J’ai rejoint Facebook il y a un mois. Et voilà qu’aujourd’hui FB fête ses dix ans. Mon ami Fred s’amuse à spéculer qu’au moment où je rejoins une nouvelle technologie, c’est que celle-ci s’apprête à mourir. Mon inscription à Facebook est donc le signe du déclin. Pour Fred, une seule conclusion s’impose: vendre ses actions et chercher un investissement promis à un avenir plus radieux. Chers lecteurs, je laisse à votre bon jugement la qualité de cette décision.
Au moment de faire mes premiers pas sur le réseau, j’ai eu l’impression d’entrer dans un café peuplé de vieux amis. Ils étaient comme attablés autour d’un apéro bien entamé, la conversation joyeuse et animée. Plus loin, au bar, je distinguais les personnages qui font le décor de notre quotidien. Ces personnes qu’on salue au détour d’une rue sans toujours connaître leur nom. Tout ce petit monde était réuni dans mon café FB: bel accueil.
A mon appel à l’amitié électronique, une dizaine d’ «amis» a répondu «Toi ici?» La remarque dénotait l’existence presque géographique de Facebook, un lieu où l’on se rend et l’on s’assied avec des amis autour d’un verre. Mais la remarque dénotait aussi la surprise. A raison, vu la relation compliquée que j’ai longtemps entretenue avec le réseau.
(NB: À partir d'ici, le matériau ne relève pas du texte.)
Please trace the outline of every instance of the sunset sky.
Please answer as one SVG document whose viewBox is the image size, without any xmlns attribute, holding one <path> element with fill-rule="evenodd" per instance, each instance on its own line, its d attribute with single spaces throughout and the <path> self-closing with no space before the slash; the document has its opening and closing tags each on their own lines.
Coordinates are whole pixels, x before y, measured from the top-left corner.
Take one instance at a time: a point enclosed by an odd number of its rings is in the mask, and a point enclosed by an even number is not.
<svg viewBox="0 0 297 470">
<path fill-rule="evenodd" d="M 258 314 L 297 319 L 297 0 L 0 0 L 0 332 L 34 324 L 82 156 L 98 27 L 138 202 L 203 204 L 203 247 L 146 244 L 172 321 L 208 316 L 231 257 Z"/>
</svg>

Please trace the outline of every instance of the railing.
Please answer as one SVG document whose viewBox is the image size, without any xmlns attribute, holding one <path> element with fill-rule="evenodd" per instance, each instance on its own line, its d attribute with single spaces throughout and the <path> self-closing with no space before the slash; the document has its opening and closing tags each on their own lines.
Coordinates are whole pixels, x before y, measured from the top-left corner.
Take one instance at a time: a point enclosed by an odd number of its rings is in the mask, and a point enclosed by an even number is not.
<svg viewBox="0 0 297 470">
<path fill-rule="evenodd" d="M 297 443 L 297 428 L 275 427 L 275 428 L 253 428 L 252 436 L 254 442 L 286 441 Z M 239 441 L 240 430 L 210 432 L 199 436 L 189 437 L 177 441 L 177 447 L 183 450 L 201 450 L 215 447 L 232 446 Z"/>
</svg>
J’ai tout d’abord passé du pseudo-rebelle aux grands principes – l’amitié réelle et tangible ou rien – à un refus pragmatique. Trop chronophage, trop futile, allons plutôt manger ensemble à l’occasion. Mes amis me trouvaient «pénible», il fallait écrire un mail d’invitation supplémentaire ou, pire, téléphoner.
Je ne sais pas si la troisième étape de cette relation peut se résumer dans une formule percutante: le suiveur. En tous les cas, mes amis ont réagi sur le mode du «ah je le savais», comme si la pression exercée faisait céder toutes les digues. Quant à moi, j’essaie de me persuader que j’ai ouvert un compte pour mieux communiquer avec mes connaissances, mais en tous les cas pas par suivisme.
Après un mois d’utilisation, je continuer à trouver cet univers virtuel fascinant. Mon analyse ne brille pas par son originalité et elle répète des lieux communs qu’il faut avoir expérimentés soi-même pour bien comprendre. Facebook est le lieu de la mise en scène d’une vie qu’on rêve, ou qu’on aimerait que les autres rêvent pour nous. Une étrange surface de projection où tout le monde est beau et bien portant, les mariages heureux et les enfants trop mignons. Le tout sur fond de souhaits d’anniversaire entièrement téléguidés et presque composés par Mark Zuckerberg lui-même, un ami qui nous veut du bien.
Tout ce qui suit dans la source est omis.